How about this for a compromise (for now, anyway, until you can work out the PDF kinks) - detect the browser type, then render based on that so IE users see rotated text, but non-IE at least sees something. (as an aside, I'm surprised other browsers don't have that capability, but that is another discussion altogether, I guess).
 
(as an aside, I'm surprised other browsers don't have that capability, but that is another discussion altogether, I guess).

In the vein of that digression:

Microsoft tends to listen to its customers, which are primarily (1) corporations and (2) not just in the US. Among those, support for international features like text layout beyond simple left-to-right text (e.g. Ruby) is critical. This is often derided as "embrace and extend" - take a standard and then go beyond it to induce vendor lock-in, but in practical terms this is how standards evolve in the first place. If customers are clamboring for a feature, asking for them to wait years for a standards body to ratify a proposal is generally not a strategy for sucess. (On the other hand, working closely with the standards body and content developers to ensure adherence when the standard eventual does arrive is something MSFT could do far better at.)

Mozilla tends to listen to vocal web developers, which means standards compliance and performance trump feature needs. While this often gives them the moral high ground, it means innovation tends to lag as other organizations take the risks first. For example, XmlHttpRequest, the foundation of Web 2.0/AJAX behavior, first came out of Microsoft (to support Outlook Web Access); SVG support came out of a standards process years after Microsoft had already shipped VML (to support Office Graphics in HTML); the CANVAS element was pioneered by Safari. Most of the innovation around Mozilla has been using its stable core components (Gecko, XUL) to build other applications, not actually advancing the basic technologies of the web (HTML, HTTP, etc); I believe that this is in line with the Mozilla Foundation's goals.

But I digress.
 
Browsers other than IE don't support rotated text, which means I'd have to render them as part of the graphics. Which makes for lousy print quality. *sigh* I might have to follow Mickazoid's lead and dive into PDF rendering...

OK, so since the custom sector POST is working again, here is the million dollar question - Can you do a LBB rendering with the custom sector file?

Just call me the "scope creep" :)
 
Neighbor subsectors are now labelled with sector.htm (I have to redo subsector.htm which is cruftier code at this point). I also tossed in a blurb at the bottom with world count/total population/max population. Comparing http://www.travellermap.com/sector.htm?sector=Solomani+Rim with Supplement 10, the PBG numbers are a bit off - whoever generated that data wasn't trying to match the book exactly.

Re: LBB of custom sector file - yeah, I was thinking about that.
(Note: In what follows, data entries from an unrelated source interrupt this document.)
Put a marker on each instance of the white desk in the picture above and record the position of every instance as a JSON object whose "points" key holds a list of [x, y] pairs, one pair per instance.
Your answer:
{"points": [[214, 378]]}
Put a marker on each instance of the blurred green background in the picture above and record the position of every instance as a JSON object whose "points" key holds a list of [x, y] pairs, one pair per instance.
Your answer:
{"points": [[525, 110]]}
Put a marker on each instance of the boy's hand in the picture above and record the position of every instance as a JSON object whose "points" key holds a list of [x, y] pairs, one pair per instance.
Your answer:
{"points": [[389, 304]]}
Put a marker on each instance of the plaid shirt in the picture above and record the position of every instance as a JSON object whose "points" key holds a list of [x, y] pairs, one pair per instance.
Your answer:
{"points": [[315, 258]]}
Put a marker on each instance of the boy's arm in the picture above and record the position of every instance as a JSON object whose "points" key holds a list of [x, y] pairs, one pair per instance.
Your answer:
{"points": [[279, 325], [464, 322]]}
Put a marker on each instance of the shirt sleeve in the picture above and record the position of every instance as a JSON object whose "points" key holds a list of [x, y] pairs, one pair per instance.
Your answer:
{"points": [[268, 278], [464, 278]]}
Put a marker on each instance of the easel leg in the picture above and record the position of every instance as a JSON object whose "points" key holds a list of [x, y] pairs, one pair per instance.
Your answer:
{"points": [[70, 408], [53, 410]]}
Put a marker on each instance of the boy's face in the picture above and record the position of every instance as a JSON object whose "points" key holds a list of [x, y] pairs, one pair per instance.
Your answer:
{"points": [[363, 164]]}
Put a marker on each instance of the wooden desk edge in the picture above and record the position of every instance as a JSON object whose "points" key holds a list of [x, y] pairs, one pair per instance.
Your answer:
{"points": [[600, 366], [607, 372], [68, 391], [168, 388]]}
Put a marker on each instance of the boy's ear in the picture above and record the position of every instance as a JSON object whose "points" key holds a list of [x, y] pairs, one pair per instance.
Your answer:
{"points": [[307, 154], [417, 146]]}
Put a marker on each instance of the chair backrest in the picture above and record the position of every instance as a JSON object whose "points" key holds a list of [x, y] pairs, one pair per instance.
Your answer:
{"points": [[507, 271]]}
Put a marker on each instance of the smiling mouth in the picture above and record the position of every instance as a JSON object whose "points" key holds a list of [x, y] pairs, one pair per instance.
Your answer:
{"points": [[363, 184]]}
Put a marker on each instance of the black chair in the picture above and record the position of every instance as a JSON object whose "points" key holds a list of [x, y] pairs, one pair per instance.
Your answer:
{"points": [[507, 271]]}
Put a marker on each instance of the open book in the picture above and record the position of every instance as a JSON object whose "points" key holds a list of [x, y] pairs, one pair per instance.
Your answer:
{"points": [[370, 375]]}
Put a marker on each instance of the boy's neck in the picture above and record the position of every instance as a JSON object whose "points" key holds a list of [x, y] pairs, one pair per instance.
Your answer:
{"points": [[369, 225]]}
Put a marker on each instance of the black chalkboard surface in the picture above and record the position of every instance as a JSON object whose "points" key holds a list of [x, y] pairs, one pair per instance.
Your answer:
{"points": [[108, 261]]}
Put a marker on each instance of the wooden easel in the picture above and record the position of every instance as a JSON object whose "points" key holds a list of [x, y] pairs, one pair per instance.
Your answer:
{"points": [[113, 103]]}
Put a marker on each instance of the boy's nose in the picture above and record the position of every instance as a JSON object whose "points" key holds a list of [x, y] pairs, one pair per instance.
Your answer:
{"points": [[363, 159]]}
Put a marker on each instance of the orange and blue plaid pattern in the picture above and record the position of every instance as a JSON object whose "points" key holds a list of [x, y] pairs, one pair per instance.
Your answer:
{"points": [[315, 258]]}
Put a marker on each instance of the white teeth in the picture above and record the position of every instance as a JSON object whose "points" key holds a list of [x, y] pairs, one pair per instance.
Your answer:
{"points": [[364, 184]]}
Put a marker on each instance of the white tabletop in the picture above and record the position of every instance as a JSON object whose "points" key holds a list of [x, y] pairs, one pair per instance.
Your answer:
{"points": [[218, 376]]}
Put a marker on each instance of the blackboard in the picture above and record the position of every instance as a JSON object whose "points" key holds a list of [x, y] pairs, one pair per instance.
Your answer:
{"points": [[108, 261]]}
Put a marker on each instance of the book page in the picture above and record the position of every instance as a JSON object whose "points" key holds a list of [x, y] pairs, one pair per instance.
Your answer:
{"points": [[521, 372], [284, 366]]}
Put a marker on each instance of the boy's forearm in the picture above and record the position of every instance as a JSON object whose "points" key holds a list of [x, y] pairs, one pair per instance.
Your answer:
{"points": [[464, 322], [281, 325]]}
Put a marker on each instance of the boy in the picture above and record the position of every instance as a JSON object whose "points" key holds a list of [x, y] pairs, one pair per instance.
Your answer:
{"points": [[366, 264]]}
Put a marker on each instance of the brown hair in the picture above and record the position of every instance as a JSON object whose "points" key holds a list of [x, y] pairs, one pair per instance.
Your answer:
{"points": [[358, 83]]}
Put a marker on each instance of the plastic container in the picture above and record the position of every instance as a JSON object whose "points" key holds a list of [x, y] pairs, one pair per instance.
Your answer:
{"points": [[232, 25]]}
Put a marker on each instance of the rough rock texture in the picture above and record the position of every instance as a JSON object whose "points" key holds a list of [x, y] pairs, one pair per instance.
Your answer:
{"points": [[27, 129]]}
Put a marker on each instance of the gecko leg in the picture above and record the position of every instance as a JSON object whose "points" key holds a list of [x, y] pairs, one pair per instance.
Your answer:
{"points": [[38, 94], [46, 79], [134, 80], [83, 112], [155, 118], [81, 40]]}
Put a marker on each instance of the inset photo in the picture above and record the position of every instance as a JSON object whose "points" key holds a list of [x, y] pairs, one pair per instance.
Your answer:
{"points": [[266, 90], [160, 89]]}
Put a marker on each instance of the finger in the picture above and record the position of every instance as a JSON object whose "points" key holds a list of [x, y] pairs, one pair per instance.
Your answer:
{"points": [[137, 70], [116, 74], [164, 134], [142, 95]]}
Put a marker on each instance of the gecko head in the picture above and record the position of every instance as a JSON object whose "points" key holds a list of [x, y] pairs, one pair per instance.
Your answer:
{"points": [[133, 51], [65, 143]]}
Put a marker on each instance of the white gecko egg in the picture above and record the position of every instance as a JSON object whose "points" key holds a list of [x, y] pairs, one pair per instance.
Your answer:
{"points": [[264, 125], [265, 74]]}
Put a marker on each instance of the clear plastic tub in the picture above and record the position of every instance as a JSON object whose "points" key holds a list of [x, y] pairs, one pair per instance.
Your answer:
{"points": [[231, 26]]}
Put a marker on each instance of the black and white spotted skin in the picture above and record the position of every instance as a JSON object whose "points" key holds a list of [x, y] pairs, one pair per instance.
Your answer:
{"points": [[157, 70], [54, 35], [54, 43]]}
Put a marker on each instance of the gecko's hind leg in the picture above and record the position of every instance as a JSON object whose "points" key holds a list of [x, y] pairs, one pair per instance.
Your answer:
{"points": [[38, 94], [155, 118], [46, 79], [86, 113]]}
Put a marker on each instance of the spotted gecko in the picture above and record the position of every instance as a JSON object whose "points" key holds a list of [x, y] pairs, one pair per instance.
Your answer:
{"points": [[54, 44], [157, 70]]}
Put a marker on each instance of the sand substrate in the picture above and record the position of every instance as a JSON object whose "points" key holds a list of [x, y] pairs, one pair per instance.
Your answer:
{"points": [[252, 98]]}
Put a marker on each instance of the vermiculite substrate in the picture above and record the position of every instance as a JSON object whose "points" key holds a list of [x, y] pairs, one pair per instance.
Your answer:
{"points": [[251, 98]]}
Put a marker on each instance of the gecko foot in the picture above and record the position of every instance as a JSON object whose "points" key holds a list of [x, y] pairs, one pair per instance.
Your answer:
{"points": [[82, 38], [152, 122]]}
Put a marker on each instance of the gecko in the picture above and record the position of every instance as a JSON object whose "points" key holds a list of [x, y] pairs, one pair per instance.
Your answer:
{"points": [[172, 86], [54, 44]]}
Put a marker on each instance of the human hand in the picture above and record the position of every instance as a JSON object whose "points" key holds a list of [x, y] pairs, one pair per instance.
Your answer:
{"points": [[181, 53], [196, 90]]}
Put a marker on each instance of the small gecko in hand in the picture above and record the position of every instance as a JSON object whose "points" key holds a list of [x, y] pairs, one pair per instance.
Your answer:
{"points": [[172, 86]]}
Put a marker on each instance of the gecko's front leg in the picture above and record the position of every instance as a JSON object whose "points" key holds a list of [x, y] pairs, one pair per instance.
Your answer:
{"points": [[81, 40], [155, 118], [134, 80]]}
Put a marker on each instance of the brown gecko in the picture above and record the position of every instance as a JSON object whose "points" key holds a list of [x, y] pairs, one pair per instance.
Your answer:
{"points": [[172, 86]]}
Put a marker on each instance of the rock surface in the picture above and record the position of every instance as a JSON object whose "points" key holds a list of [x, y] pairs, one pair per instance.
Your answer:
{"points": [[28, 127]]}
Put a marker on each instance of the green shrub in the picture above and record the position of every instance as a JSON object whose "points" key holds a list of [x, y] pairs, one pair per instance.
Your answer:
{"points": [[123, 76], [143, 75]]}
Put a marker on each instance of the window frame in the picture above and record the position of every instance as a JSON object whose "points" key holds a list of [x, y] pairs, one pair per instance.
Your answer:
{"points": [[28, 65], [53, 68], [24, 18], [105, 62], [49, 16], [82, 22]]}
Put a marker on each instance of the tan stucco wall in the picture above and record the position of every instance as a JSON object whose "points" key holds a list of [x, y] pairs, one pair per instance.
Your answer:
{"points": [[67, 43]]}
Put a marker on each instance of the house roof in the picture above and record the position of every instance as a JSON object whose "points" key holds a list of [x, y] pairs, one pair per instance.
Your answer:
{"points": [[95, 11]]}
I'll have to ponder... requesting images via a POST may require some iframe trickery. But yeah, I'll do that somehow.
 
Thanks!

And also let me say again publicly - thank you for setting this up and adding on so many useful features. Not only is TravellerMap.com a terrific resource for Traveller fans, it is also a fine example of how the internet can be used to realize the "software as a service" concept that provides a useful application without having to manage application installs or scripts locally.